Police hunt gunmen who fired 137 rounds in Soweto bar shooting

By Nqobile Dludla

JOHANNESBURG (Reuters) -Police are hunting for five attackers who burst into a bar in Soweto, South Africa and killed 15 customers in a hail of at least 137 bullets over the weekend, the police minister said on Monday.

Nine other people were wounded in the raid in the early hours of Sunday morning that followed closely on two other shootings in a surge of violence that shocked a nation with one of the world’s highest murder rates.

“It was such a brutality,” Police Minister Bheki Cele told a crowd gathered at the scene in Soweto’s Orlando East neighbourhood. “These people really came to kill and destroy. We don’t know their motive but I guarantee we will find them.”

The high number of rounds – forensic teams found 137 AK-47 cartridges at the crime scene – meant the killers would have had to reload in middle of the slaughter, Cele said.
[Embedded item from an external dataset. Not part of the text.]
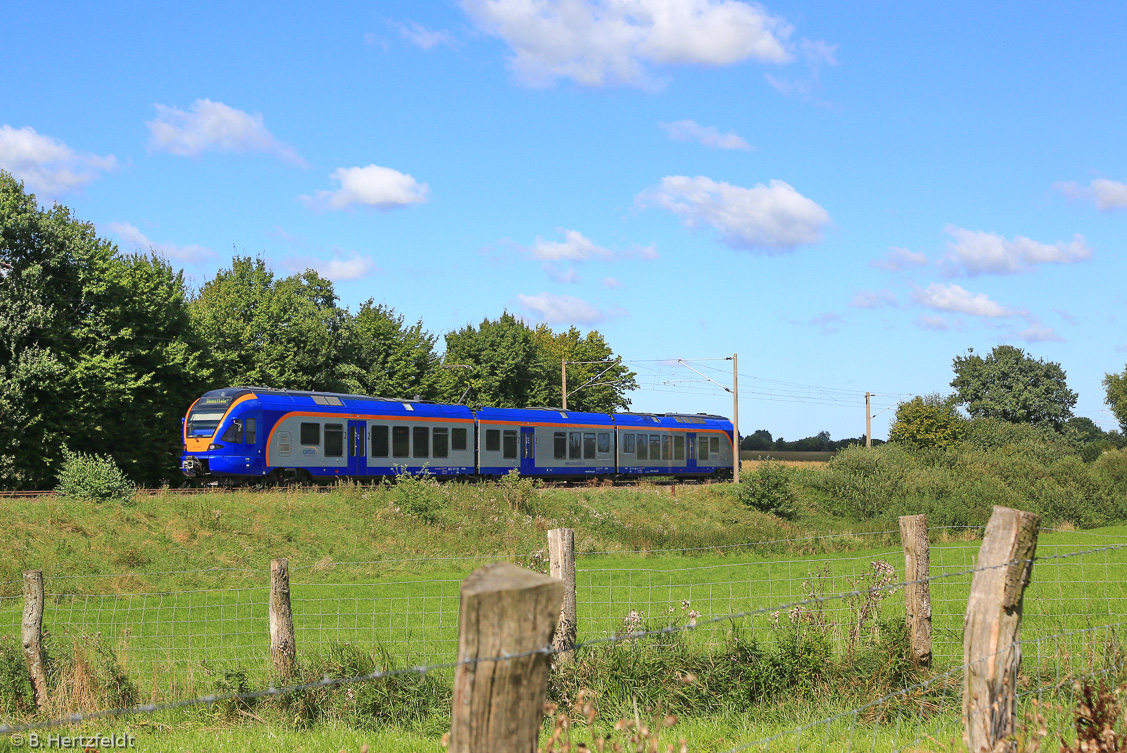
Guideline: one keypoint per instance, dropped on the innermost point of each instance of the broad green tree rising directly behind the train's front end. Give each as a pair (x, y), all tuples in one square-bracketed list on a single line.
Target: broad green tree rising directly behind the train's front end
[(263, 332)]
Another four people were killed and eight wounded late on Saturday in a tavern in Pietermaritzburg, 500km (300 miles) away from Soweto; and two more were killed during a suspected robbery in a tavern in Katlehong, outside Johannesburg, police said.

The three attacks are not believed to be linked. They have unleashed a wave of anger at the police for failing to tackle high levels of violent crime.

Cele promised to send officers to Orlando East to search door-to-door and to send more police vehicles – the dearth of which he acknowledged sometimes prevented police from responding quickly.

“We’ll see by their actions because we no longer believe what they say,” Orlando East resident Andiswa Mnyembane, 37, said in response to the promises.

“They (criminals) fire guns as if they were fireworks. Police take time to arrive here … There are areas where police don’t even go to,” she added.

Around 20,000 people are murdered in South Africa every year out of a population of about 60 million.

There are about 3 million guns registered in the country, according to campaign group Gun Free South Africa, though many more are thought to be circulating on the black market.

Townships like Soweto were the creations of white minority rule, which ended in 1994 but left a legacy of widespread poverty, youth unemployment and frustration.